The relationship between muscle contraction and ATP breakdown :-
The mechanism of muscle contraction begins with the breakdown of ATP. Contraction occurs through the release of phosphate bond energy from ATP. When a muscle is stimulated, an impulse traveling along the fiber increases the sodium and calcium permeability of the membrane. As a result, the influx of sodium ions into the interior of the muscle fiber is accompanied by a small influx of calcium ions at the same time. The calcium ions then stimulate adenosine triphosphatase (ATPase), which aids in the release of energy from the ATP surrounding the myofilament. This energy creates a temporary electrostatic charge between the actin and myosin filaments, pulling the actin filaments into the spaces between the myosin filaments. ATPase remains active as long as calcium ions are present inside the muscle fiber. Surrounding the filaments and sarcoplasmic reticulum are other substances known as relaxants, which bind with the calcium ions within seconds of penetrating the fiber, converting calcium to its non-ionized form.
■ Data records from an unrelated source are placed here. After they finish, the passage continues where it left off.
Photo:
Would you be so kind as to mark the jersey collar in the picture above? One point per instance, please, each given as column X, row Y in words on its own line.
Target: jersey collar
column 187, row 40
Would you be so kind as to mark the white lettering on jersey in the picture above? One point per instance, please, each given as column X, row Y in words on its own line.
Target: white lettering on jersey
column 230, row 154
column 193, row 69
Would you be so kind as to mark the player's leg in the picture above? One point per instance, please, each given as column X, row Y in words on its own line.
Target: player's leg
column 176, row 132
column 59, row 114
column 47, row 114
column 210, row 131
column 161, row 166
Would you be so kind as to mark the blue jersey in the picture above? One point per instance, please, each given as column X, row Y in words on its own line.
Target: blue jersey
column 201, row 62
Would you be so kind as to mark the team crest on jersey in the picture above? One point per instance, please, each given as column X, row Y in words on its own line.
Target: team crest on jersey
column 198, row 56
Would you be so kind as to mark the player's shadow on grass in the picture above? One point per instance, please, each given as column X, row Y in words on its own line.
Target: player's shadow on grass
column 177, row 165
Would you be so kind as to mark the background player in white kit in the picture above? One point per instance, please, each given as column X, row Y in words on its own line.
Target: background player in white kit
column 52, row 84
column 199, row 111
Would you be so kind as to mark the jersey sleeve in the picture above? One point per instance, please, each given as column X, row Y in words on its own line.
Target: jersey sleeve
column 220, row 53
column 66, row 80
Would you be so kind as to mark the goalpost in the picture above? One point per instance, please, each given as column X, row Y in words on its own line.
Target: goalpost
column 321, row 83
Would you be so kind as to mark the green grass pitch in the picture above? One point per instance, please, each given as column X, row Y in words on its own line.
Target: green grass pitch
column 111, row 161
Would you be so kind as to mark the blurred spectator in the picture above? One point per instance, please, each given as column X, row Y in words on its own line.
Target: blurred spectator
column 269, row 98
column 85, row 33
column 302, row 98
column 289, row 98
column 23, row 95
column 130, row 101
As a result of the inactivation of calcium ions in the muscle fiber, adenosine triphosphate no longer releases energy. The static charge between the actin and myosin filaments disappears, and the muscle relaxes. Phosphate bonds come in two varieties: low-energy bonds and high-energy bonds, which are represented by the symbol -.
1. Breaking a high-energy bond releases about 10,000-12,000 cal/g/mol, whereas a low-energy bond releases only 2,000 cal/g/mol.
2. While phosphagens have one high-energy phosphate bond (Cr-P), ATP has two high-energy bonds of phosphate and one low-energy phosphate link (ATP = A-P-P-P). It is believed that the energy released from high-energy bonds is used for work and other cellular processes rather than being wasted as heat.
Conclusion :-
In summary, the mechanism of muscle contraction is a highly coordinated process involving the interplay of electrical, chemical, and mechanical events. It is regulated by precise control of calcium ions and a continuous supply of ATP. The sliding filament model provides a fundamental framework for understanding how muscles generate force and movement. Research advances have improved our understanding of this process, enabling the development of therapies for treating muscle-related diseases and improving muscle function. Understanding muscle contraction not only reveals important aspects of human physiology, but also highlights the complexity of cellular function and the body’s ability to adapt to different physical demands.